TikTok CEO Kevin Mayer, who only began the job on June 1, is heading right back out the door again as the company plans a sale under pressure from the White House.

"In recent weeks, as the political environment has sharply changed, I have done significant reflection on what the corporate structural changes will require, and what it means for the global role I signed up for," Mayer wrote in an email to TikTok employees late Wednesday. "Against this backdrop, and as we expect to reach a resolution very soon, it is with a heavy heart that I wanted to let you all know that I have decided to leave the company."

Mayer praised employees' efforts, saying that "there is no doubt that the future [of TikTok] is incredibly bright." But at the same time, he added, "I understand that the role that I signed up for—including running TikTok globally—will look very different as a result of the US Administrations action to push for a sell off of the US business."

Until this spring, Mayer was one of Disney's top executives, where he successfully headed the launch of the Disney+ streaming service. In February, however, he was unexpectedly passed over to succeed outgoing Disney CEO Bob Iger in favor of Bob Chapek. Three months later he announced he was jumping ship to TikTok, in a move that spawned dozens of stories about TikTok's meteoric growth and its potential to make it big as a force in media.

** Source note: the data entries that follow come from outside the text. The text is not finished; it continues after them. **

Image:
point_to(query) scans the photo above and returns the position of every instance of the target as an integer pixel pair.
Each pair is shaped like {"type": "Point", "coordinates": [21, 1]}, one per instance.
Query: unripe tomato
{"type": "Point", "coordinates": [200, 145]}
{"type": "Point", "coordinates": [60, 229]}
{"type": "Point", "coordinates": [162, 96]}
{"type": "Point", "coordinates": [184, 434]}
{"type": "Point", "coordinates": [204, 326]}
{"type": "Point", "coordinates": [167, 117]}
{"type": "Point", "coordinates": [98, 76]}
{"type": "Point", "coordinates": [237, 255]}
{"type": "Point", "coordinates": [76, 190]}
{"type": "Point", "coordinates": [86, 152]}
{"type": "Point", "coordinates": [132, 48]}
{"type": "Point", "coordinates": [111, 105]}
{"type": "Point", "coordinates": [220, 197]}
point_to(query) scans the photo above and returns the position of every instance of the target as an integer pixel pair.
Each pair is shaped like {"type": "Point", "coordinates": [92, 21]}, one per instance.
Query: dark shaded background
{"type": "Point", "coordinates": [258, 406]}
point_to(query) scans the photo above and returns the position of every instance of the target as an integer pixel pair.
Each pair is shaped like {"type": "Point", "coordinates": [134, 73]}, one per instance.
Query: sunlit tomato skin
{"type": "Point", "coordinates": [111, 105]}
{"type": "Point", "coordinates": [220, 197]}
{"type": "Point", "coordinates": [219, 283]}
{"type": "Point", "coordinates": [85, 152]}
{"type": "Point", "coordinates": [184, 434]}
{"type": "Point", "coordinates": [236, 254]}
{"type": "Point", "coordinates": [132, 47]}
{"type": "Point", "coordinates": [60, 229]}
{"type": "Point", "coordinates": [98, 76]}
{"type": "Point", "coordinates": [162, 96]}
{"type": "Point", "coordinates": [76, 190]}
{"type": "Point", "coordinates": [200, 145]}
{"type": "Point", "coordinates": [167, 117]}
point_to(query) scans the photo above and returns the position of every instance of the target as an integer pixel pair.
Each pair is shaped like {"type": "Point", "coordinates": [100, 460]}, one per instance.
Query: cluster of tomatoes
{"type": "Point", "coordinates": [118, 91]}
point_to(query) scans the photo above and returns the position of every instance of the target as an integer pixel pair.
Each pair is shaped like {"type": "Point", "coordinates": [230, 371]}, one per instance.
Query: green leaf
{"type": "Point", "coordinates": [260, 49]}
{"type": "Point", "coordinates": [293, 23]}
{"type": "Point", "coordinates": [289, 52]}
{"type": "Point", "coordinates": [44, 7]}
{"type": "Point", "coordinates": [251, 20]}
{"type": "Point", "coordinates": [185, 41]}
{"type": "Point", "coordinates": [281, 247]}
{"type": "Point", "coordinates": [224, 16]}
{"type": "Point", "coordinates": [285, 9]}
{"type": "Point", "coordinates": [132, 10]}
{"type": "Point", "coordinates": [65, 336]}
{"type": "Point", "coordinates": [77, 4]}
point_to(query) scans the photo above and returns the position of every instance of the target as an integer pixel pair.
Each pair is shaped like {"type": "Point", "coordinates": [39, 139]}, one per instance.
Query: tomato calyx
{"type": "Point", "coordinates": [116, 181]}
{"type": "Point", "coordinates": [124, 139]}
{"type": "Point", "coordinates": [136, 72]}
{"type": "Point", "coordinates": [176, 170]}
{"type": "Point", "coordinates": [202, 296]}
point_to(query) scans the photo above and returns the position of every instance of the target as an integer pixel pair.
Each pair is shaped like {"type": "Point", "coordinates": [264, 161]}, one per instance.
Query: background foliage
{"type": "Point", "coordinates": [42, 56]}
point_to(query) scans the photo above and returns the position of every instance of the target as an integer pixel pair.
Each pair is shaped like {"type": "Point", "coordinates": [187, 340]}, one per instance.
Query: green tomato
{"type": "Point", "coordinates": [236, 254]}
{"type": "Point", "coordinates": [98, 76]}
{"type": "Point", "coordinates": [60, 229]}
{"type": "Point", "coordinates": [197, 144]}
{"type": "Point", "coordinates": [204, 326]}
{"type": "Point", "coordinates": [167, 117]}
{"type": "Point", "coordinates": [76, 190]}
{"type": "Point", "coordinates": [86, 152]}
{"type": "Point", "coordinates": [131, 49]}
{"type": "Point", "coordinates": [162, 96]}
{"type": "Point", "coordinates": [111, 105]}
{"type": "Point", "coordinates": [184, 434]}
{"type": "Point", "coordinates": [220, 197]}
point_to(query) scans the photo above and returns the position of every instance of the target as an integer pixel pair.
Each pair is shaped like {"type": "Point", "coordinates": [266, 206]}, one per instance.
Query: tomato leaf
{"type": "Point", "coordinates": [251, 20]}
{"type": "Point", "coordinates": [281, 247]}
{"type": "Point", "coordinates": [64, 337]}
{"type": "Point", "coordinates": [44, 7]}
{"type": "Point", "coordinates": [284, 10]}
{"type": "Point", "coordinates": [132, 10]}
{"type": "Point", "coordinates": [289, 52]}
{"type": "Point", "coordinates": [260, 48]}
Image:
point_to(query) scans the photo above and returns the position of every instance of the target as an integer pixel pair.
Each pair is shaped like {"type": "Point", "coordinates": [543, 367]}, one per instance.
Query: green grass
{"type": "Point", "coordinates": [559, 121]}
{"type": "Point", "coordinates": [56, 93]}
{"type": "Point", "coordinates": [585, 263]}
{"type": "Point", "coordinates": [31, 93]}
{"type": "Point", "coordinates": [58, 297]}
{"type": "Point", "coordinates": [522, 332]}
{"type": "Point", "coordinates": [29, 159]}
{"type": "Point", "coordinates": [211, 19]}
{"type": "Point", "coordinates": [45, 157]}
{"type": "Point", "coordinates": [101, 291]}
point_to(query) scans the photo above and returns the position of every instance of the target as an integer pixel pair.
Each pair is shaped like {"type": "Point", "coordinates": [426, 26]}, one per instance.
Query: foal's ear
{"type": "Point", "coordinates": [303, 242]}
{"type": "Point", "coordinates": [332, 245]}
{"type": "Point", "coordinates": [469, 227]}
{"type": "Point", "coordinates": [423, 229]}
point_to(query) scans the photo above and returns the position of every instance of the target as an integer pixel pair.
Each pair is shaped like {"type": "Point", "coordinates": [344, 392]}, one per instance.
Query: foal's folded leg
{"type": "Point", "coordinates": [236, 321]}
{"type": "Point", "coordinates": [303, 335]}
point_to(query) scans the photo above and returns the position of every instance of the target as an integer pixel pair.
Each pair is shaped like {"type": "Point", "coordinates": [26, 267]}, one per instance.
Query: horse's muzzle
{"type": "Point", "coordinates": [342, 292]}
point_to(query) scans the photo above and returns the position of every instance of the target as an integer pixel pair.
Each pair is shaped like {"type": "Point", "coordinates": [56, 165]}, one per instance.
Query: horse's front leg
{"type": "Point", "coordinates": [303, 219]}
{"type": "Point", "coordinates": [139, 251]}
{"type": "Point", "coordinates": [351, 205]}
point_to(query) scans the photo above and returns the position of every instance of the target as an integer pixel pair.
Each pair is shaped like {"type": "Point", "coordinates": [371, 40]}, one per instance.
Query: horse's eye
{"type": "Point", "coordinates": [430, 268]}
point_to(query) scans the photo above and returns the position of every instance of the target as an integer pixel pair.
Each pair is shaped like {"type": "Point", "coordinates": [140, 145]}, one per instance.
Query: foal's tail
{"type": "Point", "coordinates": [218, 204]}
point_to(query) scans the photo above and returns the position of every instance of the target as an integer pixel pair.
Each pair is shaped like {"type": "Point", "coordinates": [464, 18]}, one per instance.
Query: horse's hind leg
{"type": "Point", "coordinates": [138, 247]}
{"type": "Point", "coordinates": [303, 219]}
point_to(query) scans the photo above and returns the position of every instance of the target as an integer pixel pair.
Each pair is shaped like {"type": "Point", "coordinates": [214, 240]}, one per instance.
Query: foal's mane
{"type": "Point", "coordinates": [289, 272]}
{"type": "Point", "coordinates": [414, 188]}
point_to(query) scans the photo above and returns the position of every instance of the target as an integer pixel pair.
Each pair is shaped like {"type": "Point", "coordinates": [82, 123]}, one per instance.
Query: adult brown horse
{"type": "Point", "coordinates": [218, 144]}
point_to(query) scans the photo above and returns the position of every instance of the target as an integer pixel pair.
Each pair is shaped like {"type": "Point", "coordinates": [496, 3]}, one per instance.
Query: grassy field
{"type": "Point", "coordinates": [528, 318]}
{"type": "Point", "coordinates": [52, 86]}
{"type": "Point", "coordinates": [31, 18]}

TikTok, in its official statement on Mayer's departure, said, "We appreciate that the political dynamics of the last few months have significantly changed what the scope of Kevins role would be going forward, and fully respect his decision."

Not the job he signed up for

Even as TikTok's popularity has skyrocketed amid the 2020 pandemic, though, the company itself has been struggling against the Trump administration. Earlier this month, the White House declared the existence of TikTok—along with another Chinese app, WeChat—to be a national emergency and issued an executive order that would effectively ban it from operating inside the United States.

TikTok has repeatedly denied the administration's allegations that it shares US user data with China, and it filed suit on Monday alleging that the orders are unconstitutional and politically driven by an "anti-China political campaign" ahead of the November election.